A Study on Speech Disentanglement Framework based on Adversarial Learning for Speaker Recognition
Author | Yoohwan Kwon, Soo-Whan Chung, Hong-Goo Kang |
Publication | The Journal of the Acoustical Society of Korea |
Volume | 39 |
Issue | 5 |
Page | 447-453 |
Month | September |
Year | 2020 |
Link | [Paper] |
ABSTRACT
In this paper, we propose a system to extract effective speaker representations from a speech signal using a deep learning method. Based on the fact that speech signal contains identity unrelated information such as text content, emotion, background noise, and so on, we perform a training such that the extracted features only represent speaker-related information but do not represent speaker-unrelated information.

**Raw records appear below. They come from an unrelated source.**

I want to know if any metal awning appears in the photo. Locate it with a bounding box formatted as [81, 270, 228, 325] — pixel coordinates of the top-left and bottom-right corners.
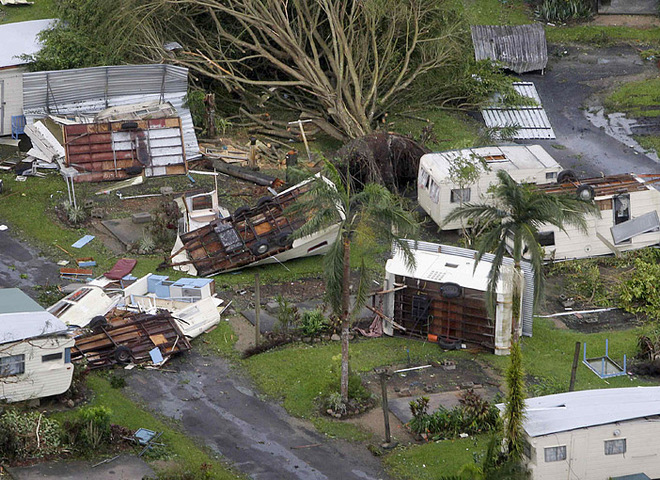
[610, 210, 660, 245]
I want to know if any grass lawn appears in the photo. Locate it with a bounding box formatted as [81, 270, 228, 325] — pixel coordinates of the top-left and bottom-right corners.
[0, 0, 55, 24]
[55, 374, 245, 480]
[384, 435, 488, 480]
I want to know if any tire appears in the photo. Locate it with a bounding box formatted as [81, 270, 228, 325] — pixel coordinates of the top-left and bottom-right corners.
[275, 232, 293, 247]
[112, 345, 133, 365]
[575, 185, 596, 202]
[87, 315, 108, 330]
[250, 240, 270, 256]
[557, 170, 578, 183]
[232, 205, 250, 220]
[257, 197, 273, 208]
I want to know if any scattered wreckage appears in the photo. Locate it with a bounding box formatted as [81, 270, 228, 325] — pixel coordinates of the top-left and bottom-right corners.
[169, 176, 339, 276]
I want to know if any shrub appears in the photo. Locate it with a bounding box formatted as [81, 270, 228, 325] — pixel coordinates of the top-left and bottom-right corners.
[300, 308, 328, 337]
[0, 410, 62, 460]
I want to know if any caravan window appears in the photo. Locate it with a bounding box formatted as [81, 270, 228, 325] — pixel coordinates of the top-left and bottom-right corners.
[449, 188, 470, 203]
[429, 180, 440, 203]
[0, 354, 25, 377]
[419, 168, 431, 189]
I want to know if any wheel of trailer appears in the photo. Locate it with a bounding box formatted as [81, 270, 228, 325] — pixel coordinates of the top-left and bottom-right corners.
[232, 205, 250, 220]
[275, 232, 293, 247]
[557, 170, 578, 183]
[576, 185, 596, 201]
[250, 240, 268, 255]
[257, 196, 273, 208]
[113, 346, 133, 364]
[87, 315, 108, 330]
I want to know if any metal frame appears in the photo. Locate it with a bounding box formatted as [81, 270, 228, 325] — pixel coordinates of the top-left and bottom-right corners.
[582, 338, 627, 378]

Specifically, we propose an auto-encoder based disentanglement method that outputs both speaker-related and speaker-unrelated embeddings using effective loss functions. To further improve the reconstruction performance in the decoding process, we also introduce a discriminator popularly used in Generative Adversarial Network (GAN) structure. Since improving the decoding capability is helpful for preserving speaker information and disentanglement, it results in the improvement of speaker verification performance. Experimental results demonstrate the effectiveness of our proposed method by improving Equal Error Rate (EER) on benchmark dataset, Voxceleb1.